Stability of phage after lyophilization and encapsulation within alginate
Lyophilization of bacteriophage (~ 109 PFU mL−1) resulted in an initial drop in the phage titer (~ 108 PFU mL−1). For experiments, lyophilized phages were reconstituted in 2 mL TM buffer and plaque assay was performed to determine PFU. Our results indicate that once lyophilized, DRL-P1 retained its lytic activity without any significant drop in titer up to 12 months. However, after 18 months of storage (tested so far), the PFU of the lyophilized sample was found to be significantly reduced (~ 107 PFU mL−1, ***P < 0.001) (Fig. 15a).

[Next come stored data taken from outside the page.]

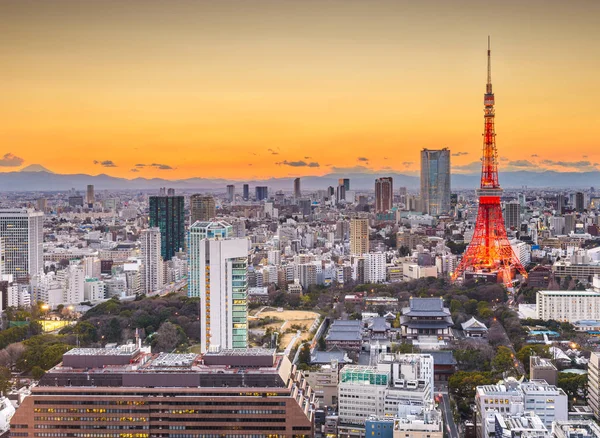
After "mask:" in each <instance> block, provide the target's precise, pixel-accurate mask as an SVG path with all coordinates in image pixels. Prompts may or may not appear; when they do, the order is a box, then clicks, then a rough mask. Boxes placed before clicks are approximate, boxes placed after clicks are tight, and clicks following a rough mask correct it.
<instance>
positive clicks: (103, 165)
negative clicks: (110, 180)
mask: <svg viewBox="0 0 600 438" xmlns="http://www.w3.org/2000/svg"><path fill="white" fill-rule="evenodd" d="M94 164H99V165H101V166H102V167H118V166H117V165H116V164H115V163H114V161H113V160H104V161H98V160H94Z"/></svg>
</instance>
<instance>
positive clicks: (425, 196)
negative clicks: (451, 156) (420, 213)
mask: <svg viewBox="0 0 600 438" xmlns="http://www.w3.org/2000/svg"><path fill="white" fill-rule="evenodd" d="M421 203H422V206H423V210H422V211H423V213H427V214H429V215H431V216H439V215H444V214H448V212H449V211H450V150H449V149H447V148H444V149H440V150H431V149H423V150H422V151H421Z"/></svg>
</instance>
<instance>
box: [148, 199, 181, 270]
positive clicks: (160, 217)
mask: <svg viewBox="0 0 600 438" xmlns="http://www.w3.org/2000/svg"><path fill="white" fill-rule="evenodd" d="M168 193H169V194H168V195H166V196H150V199H149V206H150V220H149V226H150V228H153V227H158V228H159V229H160V247H161V249H160V255H161V256H162V258H163V261H169V260H171V258H172V257H173V256H174V255H175V253H176V252H178V251H181V250H183V249H185V246H186V239H185V209H184V198H183V196H175V194H174V191H173V190H172V189H169V191H168Z"/></svg>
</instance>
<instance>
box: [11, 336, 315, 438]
mask: <svg viewBox="0 0 600 438" xmlns="http://www.w3.org/2000/svg"><path fill="white" fill-rule="evenodd" d="M109 370H110V371H109ZM300 388H301V389H300ZM317 403H318V402H317V401H316V399H315V391H314V390H313V389H312V388H311V387H310V386H309V385H308V384H307V382H306V380H305V379H304V377H303V376H302V374H301V373H297V372H296V368H295V367H294V366H293V365H292V363H291V362H290V360H289V359H288V358H287V357H286V356H285V355H281V354H277V353H276V352H275V350H268V349H247V350H238V351H232V350H225V351H221V352H218V353H209V354H205V355H203V356H200V355H196V354H191V353H187V354H177V353H147V352H144V351H141V350H140V348H139V347H138V346H137V345H129V346H127V345H125V346H121V347H118V348H101V349H94V348H74V349H72V350H70V351H68V352H67V353H65V355H64V356H63V360H62V364H61V365H60V366H57V367H55V368H52V369H50V370H48V372H47V373H46V374H45V375H44V377H43V378H42V380H41V381H40V382H39V384H36V385H32V393H31V395H30V396H28V397H26V398H25V399H24V402H23V404H21V405H20V406H19V408H18V410H17V412H16V414H15V415H14V416H13V417H12V420H11V429H12V433H17V434H20V436H30V437H33V436H34V434H37V435H39V436H40V437H46V436H57V437H58V436H71V435H72V436H74V437H84V436H85V437H90V438H102V437H106V438H118V437H121V438H148V437H159V436H169V437H171V438H201V437H204V438H211V437H229V438H235V437H276V436H277V437H289V438H291V437H298V438H299V437H304V438H307V437H312V436H314V425H313V424H314V412H315V410H316V405H317ZM17 430H18V431H19V432H16V431H17ZM42 430H43V431H46V430H51V431H52V432H38V431H42ZM24 434H27V435H24Z"/></svg>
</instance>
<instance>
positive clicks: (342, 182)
mask: <svg viewBox="0 0 600 438" xmlns="http://www.w3.org/2000/svg"><path fill="white" fill-rule="evenodd" d="M338 186H344V190H345V191H346V192H347V191H348V190H350V178H340V179H339V180H338Z"/></svg>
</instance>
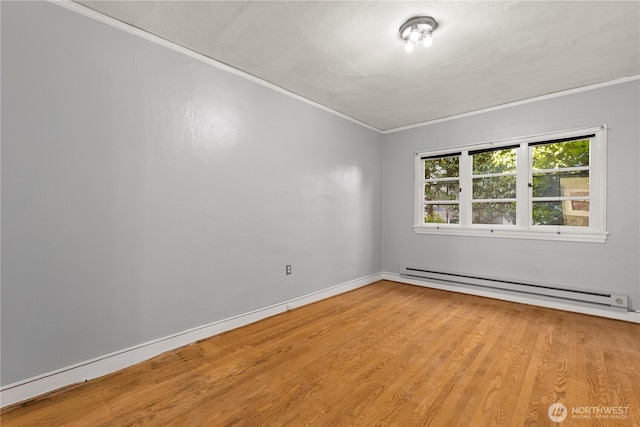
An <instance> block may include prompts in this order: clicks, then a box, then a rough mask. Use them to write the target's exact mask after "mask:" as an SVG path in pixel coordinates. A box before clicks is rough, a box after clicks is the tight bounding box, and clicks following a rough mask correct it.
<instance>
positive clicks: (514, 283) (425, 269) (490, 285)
mask: <svg viewBox="0 0 640 427" xmlns="http://www.w3.org/2000/svg"><path fill="white" fill-rule="evenodd" d="M400 274H401V275H403V276H406V277H411V278H417V279H428V280H432V281H436V282H446V283H454V284H462V285H471V286H481V287H484V288H493V289H498V290H502V291H510V292H518V293H524V294H534V295H540V296H544V297H549V298H557V299H563V300H571V301H578V302H581V303H588V304H596V305H598V306H606V307H612V308H616V309H624V310H628V309H629V305H628V304H629V298H628V297H627V295H625V294H620V293H608V292H602V291H593V290H582V289H567V288H558V287H555V286H552V285H543V284H535V283H525V282H515V281H511V280H503V279H495V278H489V277H477V276H470V275H467V274H458V273H447V272H444V271H435V270H431V269H428V268H421V267H404V268H402V269H401V271H400Z"/></svg>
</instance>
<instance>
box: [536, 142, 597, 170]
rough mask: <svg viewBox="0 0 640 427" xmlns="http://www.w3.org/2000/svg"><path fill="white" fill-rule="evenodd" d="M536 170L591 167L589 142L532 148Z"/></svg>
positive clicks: (562, 144) (544, 145) (561, 142)
mask: <svg viewBox="0 0 640 427" xmlns="http://www.w3.org/2000/svg"><path fill="white" fill-rule="evenodd" d="M532 151H533V168H534V169H556V168H570V167H577V166H589V140H588V139H581V140H578V141H567V142H558V143H556V144H545V145H536V146H534V147H532Z"/></svg>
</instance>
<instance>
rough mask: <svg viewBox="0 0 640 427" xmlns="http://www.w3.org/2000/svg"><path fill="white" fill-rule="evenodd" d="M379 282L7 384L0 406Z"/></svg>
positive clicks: (254, 314)
mask: <svg viewBox="0 0 640 427" xmlns="http://www.w3.org/2000/svg"><path fill="white" fill-rule="evenodd" d="M379 280H382V274H381V273H378V274H372V275H369V276H365V277H361V278H359V279H355V280H350V281H348V282H345V283H341V284H339V285H336V286H332V287H330V288H327V289H323V290H321V291H317V292H313V293H310V294H307V295H303V296H301V297H297V298H292V299H290V300H288V301H283V302H281V303H278V304H273V305H270V306H267V307H263V308H259V309H257V310H253V311H250V312H247V313H244V314H240V315H237V316H233V317H230V318H228V319H223V320H219V321H217V322H213V323H210V324H208V325H203V326H199V327H197V328H193V329H189V330H187V331H183V332H179V333H177V334H173V335H170V336H167V337H164V338H160V339H157V340H153V341H149V342H146V343H143V344H139V345H137V346H134V347H130V348H127V349H123V350H120V351H116V352H114V353H111V354H106V355H103V356H100V357H96V358H95V359H91V360H87V361H84V362H81V363H77V364H75V365H71V366H67V367H65V368H62V369H58V370H56V371H53V372H48V373H46V374H43V375H38V376H36V377H33V378H29V379H27V380H23V381H19V382H17V383H13V384H9V385H7V386H4V387H2V388H1V389H0V407H4V406H8V405H12V404H14V403H18V402H22V401H24V400H27V399H31V398H33V397H35V396H39V395H41V394H45V393H49V392H51V391H53V390H56V389H59V388H61V387H65V386H68V385H71V384H77V383H81V382H84V381H88V380H90V379H94V378H98V377H101V376H103V375H106V374H109V373H112V372H116V371H119V370H121V369H124V368H126V367H129V366H132V365H135V364H137V363H140V362H143V361H145V360H148V359H151V358H152V357H155V356H157V355H159V354H161V353H164V352H167V351H170V350H175V349H176V348H179V347H182V346H185V345H187V344H191V343H193V342H196V341H198V340H201V339H204V338H209V337H211V336H214V335H217V334H220V333H222V332H225V331H229V330H231V329H235V328H239V327H240V326H244V325H248V324H249V323H253V322H257V321H258V320H262V319H265V318H267V317H270V316H273V315H276V314H279V313H283V312H285V311H287V310H290V309H292V308H296V307H300V306H303V305H306V304H310V303H313V302H316V301H320V300H323V299H326V298H330V297H332V296H335V295H338V294H341V293H344V292H348V291H351V290H354V289H357V288H360V287H363V286H366V285H369V284H371V283H374V282H377V281H379Z"/></svg>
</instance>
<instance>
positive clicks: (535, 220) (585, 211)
mask: <svg viewBox="0 0 640 427" xmlns="http://www.w3.org/2000/svg"><path fill="white" fill-rule="evenodd" d="M533 224H534V225H571V226H575V227H588V226H589V201H588V200H563V201H557V202H533Z"/></svg>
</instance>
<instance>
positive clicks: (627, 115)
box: [383, 80, 640, 310]
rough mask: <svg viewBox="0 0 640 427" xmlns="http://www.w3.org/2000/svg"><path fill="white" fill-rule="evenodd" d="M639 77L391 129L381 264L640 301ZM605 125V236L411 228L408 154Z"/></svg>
mask: <svg viewBox="0 0 640 427" xmlns="http://www.w3.org/2000/svg"><path fill="white" fill-rule="evenodd" d="M639 104H640V83H639V82H638V81H637V80H635V81H632V82H629V83H625V84H620V85H615V86H609V87H604V88H600V89H595V90H590V91H586V92H580V93H575V94H571V95H566V96H562V97H557V98H552V99H547V100H540V101H536V102H531V103H527V104H523V105H520V106H513V107H509V108H504V109H500V110H495V111H490V112H484V113H481V114H477V115H473V116H468V117H463V118H459V119H456V120H450V121H445V122H441V123H434V124H432V125H428V126H423V127H420V128H415V129H411V130H406V131H402V132H397V133H393V134H388V135H385V136H384V140H383V165H384V166H383V170H384V172H383V174H384V186H383V195H384V201H383V269H384V271H389V272H398V271H399V268H400V267H402V266H406V265H416V266H425V267H431V268H434V269H441V270H445V271H453V272H461V273H472V274H477V275H486V276H491V277H503V278H509V279H519V280H525V281H536V282H543V283H550V284H559V285H564V286H572V287H578V288H591V289H610V290H616V291H620V292H624V293H627V294H629V295H630V297H631V301H632V306H633V308H634V309H636V310H637V309H638V308H640V284H639V279H640V271H639V266H638V264H639V261H640V251H639V245H640V234H639V226H640V217H639V215H638V212H639V211H638V207H639V206H638V201H639V195H640V188H639V181H640V175H639V172H638V169H639V168H638V165H639V164H640V151H639V142H640V106H639ZM602 123H607V124H608V125H609V133H608V157H607V160H608V161H607V168H608V175H607V228H608V231H609V233H610V236H609V238H608V239H607V241H606V243H604V244H598V243H572V242H553V241H537V240H516V239H501V238H488V237H487V238H485V237H459V236H435V235H417V234H414V233H413V230H412V228H411V227H412V225H413V203H414V201H413V194H414V193H413V186H414V153H415V152H417V151H421V150H429V149H435V148H446V147H449V146H457V145H470V144H474V143H480V142H486V141H489V140H500V139H504V138H510V137H519V136H527V135H533V134H538V133H544V132H552V131H561V130H566V129H573V128H579V127H587V126H594V125H599V124H602Z"/></svg>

(a) Stability of lyophilized DRL-P1 at different time interval. Lyophilized phages were reconstituted in TM buffer and titers determined through standard double layer plaque assay. Bars represents mean ± SD from the three vials tested at each time point. ***P < 0.001 indicate significant difference between the initial titre and the stored lyophilized phage samples, after 18 months. (b) Stability of DRL-P1 in alginate capsules at different time interval. Zone of clearance by phage loaded alginate beads over the lawn of P. aeruginosa was measured. Bars represents mean ± SD from the three samples tested at each time point. *P < 0.05 indicate significant difference between the initial titre and the phage loaded in alginate beads after 18 months. Plots were generated using the chart function incorporated in Excel program (MS Office version 18.2106.12410.0) and statistical analysis were performed using the GraphPad PRISM computer program (Trial version 7.05; https://www.graphpad.com/scientific-software/prism/).
The lytic activity of phage-loaded and mock-loaded (only TM buffer) alginate beads (5–6 mm) was tested by placing the beads over a lawn of P. aeruginosa. A clear zone was measured to determine the lytic potential of the DRL-P1 phage loaded within the alginate beads. Each of the freshly prepared phage-loaded beads showed ~ 13 ± 1.1 mm zones of clearance. No statistically significant change in the zone of clearance was noted in assays performed with phage-loaded beads stored for 6 months and 12 months, showing ~ 13 ± 1.0 and ~ 11 ± 1.1 mm zones of clearance, respectively. However, after 18 months of storage, the beads showed a significant decrease (*P < 0.05) in a zone of clearance (~ 10 ± 2 mm) (Fig. 15b).